The types accepted by format are ``bool``, ``uint``, ``int`` (any size, e.g. ``int128`` or ``uint64``), ``address``,
``bytes`` (fixed and dynamic), and ``string``. Enums are also supported, but will print the ordinal value
of the enum. The ``uint`` and ``int`` types can have a format specifier. This allows you to convert to
hexadecimal ``{:x}`` or binary ``{:b}``, rather than decimals. No other types
have a format specifier.

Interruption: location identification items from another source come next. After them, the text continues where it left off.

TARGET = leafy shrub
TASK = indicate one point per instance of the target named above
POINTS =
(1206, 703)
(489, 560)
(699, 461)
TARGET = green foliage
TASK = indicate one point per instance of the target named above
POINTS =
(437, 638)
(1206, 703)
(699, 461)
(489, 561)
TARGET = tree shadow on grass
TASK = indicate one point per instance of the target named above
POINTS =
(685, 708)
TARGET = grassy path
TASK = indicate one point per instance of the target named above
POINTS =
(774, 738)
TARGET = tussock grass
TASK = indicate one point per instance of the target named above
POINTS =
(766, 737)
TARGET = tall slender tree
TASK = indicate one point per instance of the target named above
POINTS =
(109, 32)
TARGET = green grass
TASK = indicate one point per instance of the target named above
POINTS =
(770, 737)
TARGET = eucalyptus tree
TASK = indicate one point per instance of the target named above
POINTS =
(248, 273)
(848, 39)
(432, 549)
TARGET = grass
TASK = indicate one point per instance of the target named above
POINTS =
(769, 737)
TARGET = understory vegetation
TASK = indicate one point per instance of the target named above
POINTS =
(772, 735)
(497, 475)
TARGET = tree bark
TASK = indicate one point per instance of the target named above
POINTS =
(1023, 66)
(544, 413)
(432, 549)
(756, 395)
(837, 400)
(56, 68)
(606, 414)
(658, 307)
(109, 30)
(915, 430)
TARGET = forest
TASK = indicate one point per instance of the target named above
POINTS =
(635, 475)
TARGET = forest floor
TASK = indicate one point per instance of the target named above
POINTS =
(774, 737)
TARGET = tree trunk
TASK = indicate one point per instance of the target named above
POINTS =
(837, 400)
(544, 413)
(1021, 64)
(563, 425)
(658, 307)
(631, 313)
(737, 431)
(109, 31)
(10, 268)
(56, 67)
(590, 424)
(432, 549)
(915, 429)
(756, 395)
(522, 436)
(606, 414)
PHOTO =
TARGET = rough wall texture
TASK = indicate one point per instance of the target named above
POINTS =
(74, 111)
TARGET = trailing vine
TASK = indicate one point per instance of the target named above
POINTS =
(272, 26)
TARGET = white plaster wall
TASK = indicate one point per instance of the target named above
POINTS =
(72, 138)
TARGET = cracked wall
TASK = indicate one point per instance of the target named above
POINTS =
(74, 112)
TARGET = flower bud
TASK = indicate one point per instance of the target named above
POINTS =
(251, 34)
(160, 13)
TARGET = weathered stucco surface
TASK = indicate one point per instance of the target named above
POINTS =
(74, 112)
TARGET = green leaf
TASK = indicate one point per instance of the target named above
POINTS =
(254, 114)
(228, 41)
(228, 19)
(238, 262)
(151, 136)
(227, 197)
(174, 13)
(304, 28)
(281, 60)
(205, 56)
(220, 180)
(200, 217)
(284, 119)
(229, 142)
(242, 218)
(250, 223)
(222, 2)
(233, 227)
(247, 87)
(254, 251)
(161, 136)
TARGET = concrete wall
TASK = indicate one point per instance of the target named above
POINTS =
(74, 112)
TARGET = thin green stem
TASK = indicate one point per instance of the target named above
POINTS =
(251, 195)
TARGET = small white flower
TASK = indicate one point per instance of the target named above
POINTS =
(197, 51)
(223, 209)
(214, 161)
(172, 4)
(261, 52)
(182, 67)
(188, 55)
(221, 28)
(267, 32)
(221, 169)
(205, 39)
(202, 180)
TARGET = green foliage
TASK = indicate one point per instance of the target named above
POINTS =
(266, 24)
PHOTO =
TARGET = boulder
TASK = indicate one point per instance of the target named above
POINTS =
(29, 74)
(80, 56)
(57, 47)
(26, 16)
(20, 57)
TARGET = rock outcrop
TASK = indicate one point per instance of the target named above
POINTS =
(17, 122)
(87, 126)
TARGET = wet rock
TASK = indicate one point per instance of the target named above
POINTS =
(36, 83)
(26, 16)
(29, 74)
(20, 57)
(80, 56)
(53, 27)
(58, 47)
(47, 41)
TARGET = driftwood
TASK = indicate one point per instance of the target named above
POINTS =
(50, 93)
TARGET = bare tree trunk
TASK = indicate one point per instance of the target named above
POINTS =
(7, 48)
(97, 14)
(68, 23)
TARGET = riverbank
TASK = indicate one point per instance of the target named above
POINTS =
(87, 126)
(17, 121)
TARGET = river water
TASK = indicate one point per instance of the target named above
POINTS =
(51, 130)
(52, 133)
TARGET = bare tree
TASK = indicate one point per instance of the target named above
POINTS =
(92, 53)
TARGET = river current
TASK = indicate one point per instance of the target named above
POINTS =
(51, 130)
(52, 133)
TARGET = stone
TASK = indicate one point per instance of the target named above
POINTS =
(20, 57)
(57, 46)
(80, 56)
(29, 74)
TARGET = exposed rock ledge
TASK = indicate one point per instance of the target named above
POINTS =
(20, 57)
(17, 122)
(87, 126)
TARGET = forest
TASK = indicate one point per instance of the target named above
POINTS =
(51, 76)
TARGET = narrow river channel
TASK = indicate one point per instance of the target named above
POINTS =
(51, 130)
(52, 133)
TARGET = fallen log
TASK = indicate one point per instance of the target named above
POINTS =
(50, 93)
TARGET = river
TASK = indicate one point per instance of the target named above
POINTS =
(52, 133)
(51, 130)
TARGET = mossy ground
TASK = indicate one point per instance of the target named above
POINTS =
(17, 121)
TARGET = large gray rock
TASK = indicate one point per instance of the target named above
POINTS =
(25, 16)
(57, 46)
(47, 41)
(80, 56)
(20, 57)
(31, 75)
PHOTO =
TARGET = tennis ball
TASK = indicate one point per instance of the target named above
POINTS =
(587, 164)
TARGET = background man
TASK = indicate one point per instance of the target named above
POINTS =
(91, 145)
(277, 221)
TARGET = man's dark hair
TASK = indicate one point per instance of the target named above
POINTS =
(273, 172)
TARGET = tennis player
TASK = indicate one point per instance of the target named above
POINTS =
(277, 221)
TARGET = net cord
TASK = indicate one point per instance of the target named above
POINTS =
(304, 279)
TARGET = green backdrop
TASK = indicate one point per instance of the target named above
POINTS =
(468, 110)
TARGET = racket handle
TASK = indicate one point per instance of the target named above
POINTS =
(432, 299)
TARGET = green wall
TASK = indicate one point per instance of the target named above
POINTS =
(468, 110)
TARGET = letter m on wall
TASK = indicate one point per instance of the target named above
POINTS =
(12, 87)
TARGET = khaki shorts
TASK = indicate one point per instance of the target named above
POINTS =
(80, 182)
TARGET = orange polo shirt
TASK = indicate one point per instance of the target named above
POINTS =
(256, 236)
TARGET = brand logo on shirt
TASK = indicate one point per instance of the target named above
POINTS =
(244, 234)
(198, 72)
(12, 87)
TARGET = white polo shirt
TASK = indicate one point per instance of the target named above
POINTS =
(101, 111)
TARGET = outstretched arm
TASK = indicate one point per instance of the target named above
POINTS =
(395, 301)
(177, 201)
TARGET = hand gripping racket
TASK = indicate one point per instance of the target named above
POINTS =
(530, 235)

To include a literal ``{`` or ``}``, replace it with ``{{`` or ``}}``.


.. code-block:: solidity

    function foo(int arg1, uint arg2) public {
        // print arg1 in hex, and arg2 in binary
        print("foo entry {{arg1:{:x},arg2:{:b}}}".format(arg1, arg2));
    }

Assuming `arg1` is 512 and `arg2` is 196, the output to the log will be ``foo entry {arg1:0x200,arg2:0b11000100}``.

.. warning::

    Each time you call the ``format()`` some specialized code is generated, to format the string at
    runtime. This requires loops and so on to do the conversion.

    When formatting integers in to decimals, types larger than 64 bits require expensive division.
    Be mindful this will increase the gas cost. Larger values will incur a higher gas cost.
    Alternatively, use a hexadecimal ``{:x}`` format specifier to reduce the cost.